Any help resolving this would be much appreciated. Thank You.
Very nice!
I found an issue when I was trying to show an animated image in the Adorner. The image would only change when the adorner was hidden and reloaded. The solution I found was here:
http://stackoverflow.com/questions/583808/animation-inside-an-adorner-calling-onrender
Adding:
base.AddVisualChild(contentPresenter);
as the last call in the CueBannerAdorner constructor fixed this.
I really dig the approach here to the problem and will be using it, however the GotFocus, LostFocus and Loaded event handlers are never removed and are set using strong references. Since this is a static class and the class never removes the event handlers, the targeted controls will never be garbaged collected. This is a pretty significant memory leak.
Instead of using += to set event handlers you should use the DependencyPropertyDescriptor method that Brian used for the Visibility issue. Internally the WPF Dependency system uses weak refrences for event handlers thus the memory leak issue is avoided. I will post example code showing my solution derived from yours.

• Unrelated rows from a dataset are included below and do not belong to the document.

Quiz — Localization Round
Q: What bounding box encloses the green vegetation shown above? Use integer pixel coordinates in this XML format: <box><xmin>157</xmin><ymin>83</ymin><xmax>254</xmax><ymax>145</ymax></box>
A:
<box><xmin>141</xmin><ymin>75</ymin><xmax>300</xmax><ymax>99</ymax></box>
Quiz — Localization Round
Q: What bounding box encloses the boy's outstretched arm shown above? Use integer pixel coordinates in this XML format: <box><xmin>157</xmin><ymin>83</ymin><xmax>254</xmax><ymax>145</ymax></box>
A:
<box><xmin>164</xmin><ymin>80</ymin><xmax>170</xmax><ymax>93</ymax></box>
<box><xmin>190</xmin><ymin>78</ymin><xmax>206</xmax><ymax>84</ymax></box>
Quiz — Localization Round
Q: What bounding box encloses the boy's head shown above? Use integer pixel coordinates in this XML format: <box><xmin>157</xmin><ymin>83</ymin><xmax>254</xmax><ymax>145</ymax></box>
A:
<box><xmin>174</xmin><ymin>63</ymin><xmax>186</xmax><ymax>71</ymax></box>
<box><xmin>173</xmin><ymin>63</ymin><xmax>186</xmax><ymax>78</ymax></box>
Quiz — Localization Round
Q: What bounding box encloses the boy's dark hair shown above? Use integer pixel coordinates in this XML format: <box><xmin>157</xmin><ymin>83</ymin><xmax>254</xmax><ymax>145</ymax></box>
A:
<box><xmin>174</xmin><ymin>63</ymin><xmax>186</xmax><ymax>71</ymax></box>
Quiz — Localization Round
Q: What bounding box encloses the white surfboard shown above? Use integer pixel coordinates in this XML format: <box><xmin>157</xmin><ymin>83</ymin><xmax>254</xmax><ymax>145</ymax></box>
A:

Thanks for the good work!
Nice work!
But, these code makes Blend2 crash (there are no problem in VS):
Geek
Cool Guy
for textboxes, you could use triggers (for the TextBox.HasContent) dependency property to show the banner only when there is no text, and use a custom attached property like BannerText to set the text, and then bind to it in the trigger.
This is a nice solution, but I found two issues (even after all the wonderful comments):
1) This code crashes Blend 3.
2) The math seems to be off for where the adorner should be placed on a combobox. Create a combobox, give it a margin of 10, and then apply the CueBanner. The banner is shifted down and to the right. Removing Control.Margin from the calculation makes it better, but still not where text appears.
I tried fixing the issue with the event handlers preventing garbage collection, but alas it was beyond me.